According to the minutes of the meeting, Commission Chairman Barry Cheyne said he “reviewed other job postings and listened to the voices from the last meeting to come to the revised version.”

The job announcement was revised and re-released on Feb. 18, 2022. Requirements for the appointment as police chief included:

  • A minimum of 15 years of experience as a sworn law enforcement officer, with progressively responsible police experience preferred.
  • Experience in patrol, investigations, resource management and supervision preferred.
  • An associate degree was required, while a bachelor’s degree and/or master’s degree desired.

The job description also was changed, adding the following: “The chief of police reports directly to the mayor of Quincy. The chief of police oversees areas of the Quincy Police Department.”

The Board of Fire and Police Commissioners met May 2, 2022, and selected Jonathan Lewin as the chief of police. He was offered a six-month probationary period contract. Commissioners also elected to name Yates the chief of police if Lewin didn’t accept the position.

Lewin eventually turned down the position, and Yates was named chief of police on May 13, 2022.

Changing criteria allowed Yates, Hiland to apply

In his analysis of Hiland’s complaints about the hiring process, Stewart said Yates could not apply under the original Feb. 8, 2022, criteria posted for the job. He also noted Hiland told the Board of Fire and Police Commissioners on Feb. 10, 2022, that he also wouldn’t fit the job description.

Stewart said Hiland asked the commissioners to reconsider the requirements to allow for a more diverse pool of applicants. He noted Troup told the commissioners he believed the qualifications were too restrictive and asked them to consider changing them to broaden the potential pool of applicants.

“The crux of the issue is the motivation of the Board of Fire and Police Commissioners for making the change,” Stewart wrote. “The allegation is: ‘The Board of Fire and Police Commissioners changed the criteria for applying for the position of chief of the Quincy Police Department to benefit Yates.’ 

“It is clear the change did benefit Adam Yates. It also benefited Nick Hiland and other members of the Quincy Police Department, and it was done after requests from Troup and Hiland. This fact was acknowledged at the Feb. 18, 2022, meeting. Cheyne stated part of the decision to change was because he ‘listened to the voices from the last meeting in order to come to the revised version.’ … It was made to open the pool to more applicants, of whom Yates was just one of the beneficiaries.”

Stewart said he could not determine if Copley tried to influence the Board of Fire and Police Commissioners to change the job criteria to allow Yates to apply. 

“However, any attempted influence was not the reason for the change in criteria,” he wrote.

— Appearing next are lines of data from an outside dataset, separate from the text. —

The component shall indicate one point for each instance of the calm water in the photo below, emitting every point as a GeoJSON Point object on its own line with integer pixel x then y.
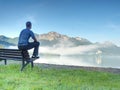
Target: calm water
{"type": "Point", "coordinates": [86, 60]}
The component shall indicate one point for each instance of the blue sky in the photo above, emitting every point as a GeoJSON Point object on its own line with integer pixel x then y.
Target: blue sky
{"type": "Point", "coordinates": [95, 20]}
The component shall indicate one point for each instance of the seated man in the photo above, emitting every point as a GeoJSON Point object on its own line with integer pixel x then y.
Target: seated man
{"type": "Point", "coordinates": [24, 44]}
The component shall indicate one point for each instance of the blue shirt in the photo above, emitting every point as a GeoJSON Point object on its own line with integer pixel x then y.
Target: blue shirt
{"type": "Point", "coordinates": [25, 36]}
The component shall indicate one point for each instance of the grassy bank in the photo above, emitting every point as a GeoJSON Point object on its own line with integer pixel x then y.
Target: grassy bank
{"type": "Point", "coordinates": [11, 78]}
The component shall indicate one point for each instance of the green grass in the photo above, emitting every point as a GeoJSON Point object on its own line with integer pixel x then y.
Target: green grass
{"type": "Point", "coordinates": [11, 78]}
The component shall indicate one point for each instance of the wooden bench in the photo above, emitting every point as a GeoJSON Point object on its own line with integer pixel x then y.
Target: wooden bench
{"type": "Point", "coordinates": [18, 55]}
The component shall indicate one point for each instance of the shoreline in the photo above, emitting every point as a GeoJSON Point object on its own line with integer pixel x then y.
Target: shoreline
{"type": "Point", "coordinates": [100, 69]}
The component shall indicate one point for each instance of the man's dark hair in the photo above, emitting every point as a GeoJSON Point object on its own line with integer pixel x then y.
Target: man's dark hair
{"type": "Point", "coordinates": [28, 24]}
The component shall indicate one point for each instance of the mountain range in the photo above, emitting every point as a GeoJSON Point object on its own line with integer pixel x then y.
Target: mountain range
{"type": "Point", "coordinates": [55, 40]}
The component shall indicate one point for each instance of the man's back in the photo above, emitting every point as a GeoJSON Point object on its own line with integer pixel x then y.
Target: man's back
{"type": "Point", "coordinates": [24, 37]}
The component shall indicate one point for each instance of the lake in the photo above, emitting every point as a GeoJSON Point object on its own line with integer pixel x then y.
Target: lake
{"type": "Point", "coordinates": [82, 60]}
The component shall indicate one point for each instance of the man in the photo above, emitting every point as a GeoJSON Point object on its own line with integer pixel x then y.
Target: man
{"type": "Point", "coordinates": [24, 44]}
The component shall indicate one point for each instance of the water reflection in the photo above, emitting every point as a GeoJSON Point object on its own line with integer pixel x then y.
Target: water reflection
{"type": "Point", "coordinates": [82, 60]}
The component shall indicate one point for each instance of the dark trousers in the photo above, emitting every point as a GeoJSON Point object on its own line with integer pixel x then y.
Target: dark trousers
{"type": "Point", "coordinates": [31, 45]}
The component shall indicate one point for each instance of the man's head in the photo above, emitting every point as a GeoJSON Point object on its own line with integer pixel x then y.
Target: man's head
{"type": "Point", "coordinates": [28, 25]}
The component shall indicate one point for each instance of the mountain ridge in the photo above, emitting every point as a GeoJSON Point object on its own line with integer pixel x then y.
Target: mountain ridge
{"type": "Point", "coordinates": [62, 42]}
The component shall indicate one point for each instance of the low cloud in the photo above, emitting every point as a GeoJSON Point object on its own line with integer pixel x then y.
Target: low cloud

Stewart said Copley and Yates knew the criteria on Feb. 8, 2022, before it was released to the public. A text chat group called “Chief Chat — Personal” detailed a conversation on Feb. 6, 2022, between Copley and Yates. At one point, Copley told Yates to “check out the requirements.” Yates said he looked at them and “they sound oddly familiar.”

“It is very likely Copley and Yates knew or were at least familiar with what the initial requirements would be before they were released,” Stewart wrote. “The extent of their involvement in the development of the initial qualification is not readily evident based on the available documents.

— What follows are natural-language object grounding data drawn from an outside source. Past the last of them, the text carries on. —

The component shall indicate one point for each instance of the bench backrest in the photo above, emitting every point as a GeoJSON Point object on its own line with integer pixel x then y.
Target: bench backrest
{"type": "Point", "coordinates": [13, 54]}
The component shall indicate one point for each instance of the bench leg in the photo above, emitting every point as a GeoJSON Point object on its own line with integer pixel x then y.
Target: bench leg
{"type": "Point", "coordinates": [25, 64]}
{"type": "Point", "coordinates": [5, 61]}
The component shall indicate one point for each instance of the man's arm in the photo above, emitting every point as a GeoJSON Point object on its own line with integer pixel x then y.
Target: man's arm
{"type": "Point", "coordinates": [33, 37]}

“Under the initial requirements, Yates did not qualify. … If Copley knew Yates was excluded and wanted to get that changed, he could have communicated with the Board of Fire and Police Commissioners. Whatever Copley’s motives for any communication that may have occurred, those alone would not be the reason for the change. Others wanted it changed as well, including Hiland.”

The Quincy City Council authorized spending up to $25,000 on the investigation. Mays told aldermen at the Dec. 11 City Council meeting that the total was around $17,000 to $18,000 if they paid a $4,281 bill in front of them that night. Aldermen eventually agreed not to pay Stewart’s most recent invoice.